Standard (Mandatory) qualifiers Allowed values Default
[-dcfinfile]
(Parameter 1)
This option specifies the name of DCF file (domain classification file) (input). A 'domain classification file' contains classification and other data for domains from SCOP or CATH, in DCF format (EMBL-like). The files are generated by using SCOPPARSE and CATHPARSE. Domain sequence information can be added to the file by using DOMAINSEQS. Input file Required
[-pdbdir]
(Parameter 2)
This option specifies the location of domain PDB files (input). A 'domain PDB file' contains coordinate data for a single domain from SCOP or CATH, in PDB format. The files are generated by using DOMAINER. Directory ./
-node This option specifies the node for redundancy removal. Redundancy can be removed at any specified node in the SCOP or CATH hierarchies. For example by selecting 'Class' entries belonging to the same Class will be non-redundant.
1 (Class (SCOP))
2 (Fold (SCOP))
3 (Superfamily (SCOP))
4 (Family (SCOP))
5 (Class (CATH))
6 (Architecture (CATH))
7 (Topology (CATH))
8 (Homologous Superfamily (CATH))
9 (Family (CATH))
1
-mode This option specifies the alignment algorithm to use.
1 (STAMP)
2 (TCOFFEE)
1
-[no]keepsinglets This option specifies whether to write sequences of singlet families to file. If you specify this option, the sequence for each singlet family are written to file (output). Toggle value Yes/No Yes
-singletsoutdir This option specifies the location of DHF files (domain hits files) for singlet sequences (output). The singlets are written out as a 'domain hits file' - which contains database hits (sequences) with domain classification information, in FASTA format. Output directory  
[-dafoutdir]
(Parameter 3)
This option specifies the location of DAF files (domain alignment files) (output). A 'domain alignment file' contains a sequence alignment of domains belonging to the same SCOP or CATH family. The files are in clustal format and are annotated with domain family classification information. The files generated by using SCOPALIGN will contain a structure-based sequence alignment of domains of known structure only. Such alignments can be extended with sequence relatives (of unknown structure) by using SEQALIGN. Output directory ./
-superoutdir This option specifies the location of structural superimposition files (output). A file in PDB format of the structural superimposition is generated for each family if the STAMP algorithm is used. Output directory ./
-logfile This option specifies the name of log file (output). The log file contains messages about any errors arising while domainalign ran. Output file domainalign.log
Additional (Optional) qualifiers Allowed values Default
(none)
Advanced (Unprompted) qualifiers Allowed values Default
(none)

6.2 EXAMPLE SESSION

An example of interactive use of DOMAINALIGN is shown below.


7.0 KNOWN BUGS & WARNINGS

1. Use of stamp
DOMAINALIGN requires a modified version of stamp (see Notes below). The modified stamp application must be installed on the system that is running DOMAINALIGN.
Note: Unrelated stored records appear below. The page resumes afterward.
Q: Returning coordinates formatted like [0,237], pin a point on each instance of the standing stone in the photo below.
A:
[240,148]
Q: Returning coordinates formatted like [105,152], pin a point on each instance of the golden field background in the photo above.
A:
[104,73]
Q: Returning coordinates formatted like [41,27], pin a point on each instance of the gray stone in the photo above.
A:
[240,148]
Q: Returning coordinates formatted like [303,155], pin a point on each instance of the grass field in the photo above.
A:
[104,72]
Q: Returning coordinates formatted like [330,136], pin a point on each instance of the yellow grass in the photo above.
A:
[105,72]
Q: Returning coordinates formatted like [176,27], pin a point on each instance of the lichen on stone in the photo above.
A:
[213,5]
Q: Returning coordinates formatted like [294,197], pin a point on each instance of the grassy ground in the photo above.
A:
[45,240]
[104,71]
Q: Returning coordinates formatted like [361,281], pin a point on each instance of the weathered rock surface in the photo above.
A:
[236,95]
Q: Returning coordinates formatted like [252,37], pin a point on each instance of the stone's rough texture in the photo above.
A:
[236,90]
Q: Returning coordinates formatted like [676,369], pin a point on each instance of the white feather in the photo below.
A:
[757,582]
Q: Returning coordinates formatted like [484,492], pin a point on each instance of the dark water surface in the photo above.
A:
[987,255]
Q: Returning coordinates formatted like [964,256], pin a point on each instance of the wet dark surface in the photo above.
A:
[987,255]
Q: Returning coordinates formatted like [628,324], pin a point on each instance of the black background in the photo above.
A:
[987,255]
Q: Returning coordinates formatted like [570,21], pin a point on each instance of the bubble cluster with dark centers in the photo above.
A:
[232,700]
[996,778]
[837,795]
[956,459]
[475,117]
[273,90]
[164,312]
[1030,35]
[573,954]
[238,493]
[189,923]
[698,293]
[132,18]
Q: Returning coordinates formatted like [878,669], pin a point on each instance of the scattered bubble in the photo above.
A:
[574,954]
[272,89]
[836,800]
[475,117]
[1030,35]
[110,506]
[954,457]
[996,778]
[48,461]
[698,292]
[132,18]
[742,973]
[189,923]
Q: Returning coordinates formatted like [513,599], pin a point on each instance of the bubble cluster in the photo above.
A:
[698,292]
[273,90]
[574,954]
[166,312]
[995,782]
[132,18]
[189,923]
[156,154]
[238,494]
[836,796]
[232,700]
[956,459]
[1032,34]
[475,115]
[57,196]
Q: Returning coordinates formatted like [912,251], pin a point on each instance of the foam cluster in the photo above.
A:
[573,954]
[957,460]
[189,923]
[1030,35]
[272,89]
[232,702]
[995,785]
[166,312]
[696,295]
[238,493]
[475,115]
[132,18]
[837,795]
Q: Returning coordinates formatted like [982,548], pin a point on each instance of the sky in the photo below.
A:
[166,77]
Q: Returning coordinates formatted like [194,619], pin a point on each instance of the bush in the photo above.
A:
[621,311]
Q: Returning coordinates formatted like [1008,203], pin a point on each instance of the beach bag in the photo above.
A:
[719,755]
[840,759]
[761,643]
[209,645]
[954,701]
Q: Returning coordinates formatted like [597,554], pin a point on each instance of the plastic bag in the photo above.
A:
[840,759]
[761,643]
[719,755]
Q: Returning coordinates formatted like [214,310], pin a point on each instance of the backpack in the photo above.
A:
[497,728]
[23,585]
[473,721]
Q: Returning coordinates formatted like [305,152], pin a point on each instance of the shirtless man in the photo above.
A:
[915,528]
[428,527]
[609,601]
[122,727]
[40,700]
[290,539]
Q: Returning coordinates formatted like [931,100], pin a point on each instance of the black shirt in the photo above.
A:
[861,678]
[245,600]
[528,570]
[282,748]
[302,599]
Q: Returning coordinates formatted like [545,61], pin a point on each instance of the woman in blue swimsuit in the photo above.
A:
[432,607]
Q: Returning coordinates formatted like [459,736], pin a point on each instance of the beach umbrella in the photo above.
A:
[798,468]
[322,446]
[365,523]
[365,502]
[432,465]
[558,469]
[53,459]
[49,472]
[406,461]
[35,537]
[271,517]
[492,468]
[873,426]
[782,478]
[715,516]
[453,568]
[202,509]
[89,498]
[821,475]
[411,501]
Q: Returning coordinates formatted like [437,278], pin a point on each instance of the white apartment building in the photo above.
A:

When running DOMAINALIGN at the RFCGR, to ensure the modified version of stamp is used, type 'use stamp2' (which runs the script /packages/menu/USE/stamp2) before DOMAINALIGN is run.

2. Strange stamp behaviour
stamp will ignore (omit from the alignment and *not* replace with '-' or any other symbol) ANY residues or groups in a PDB file that

(i) are not structured (i.e. do not appear in the ATOM records) or
(ii) lack a CA atom, regardless of whether it is a known amino acid or not.

This means that the position (column) in the alignment cannot reliably be used as the basis for an index into arrays representing the full length sequences. stamp will however include in the alignment residues with a single atom only, so long as it is the CA atom.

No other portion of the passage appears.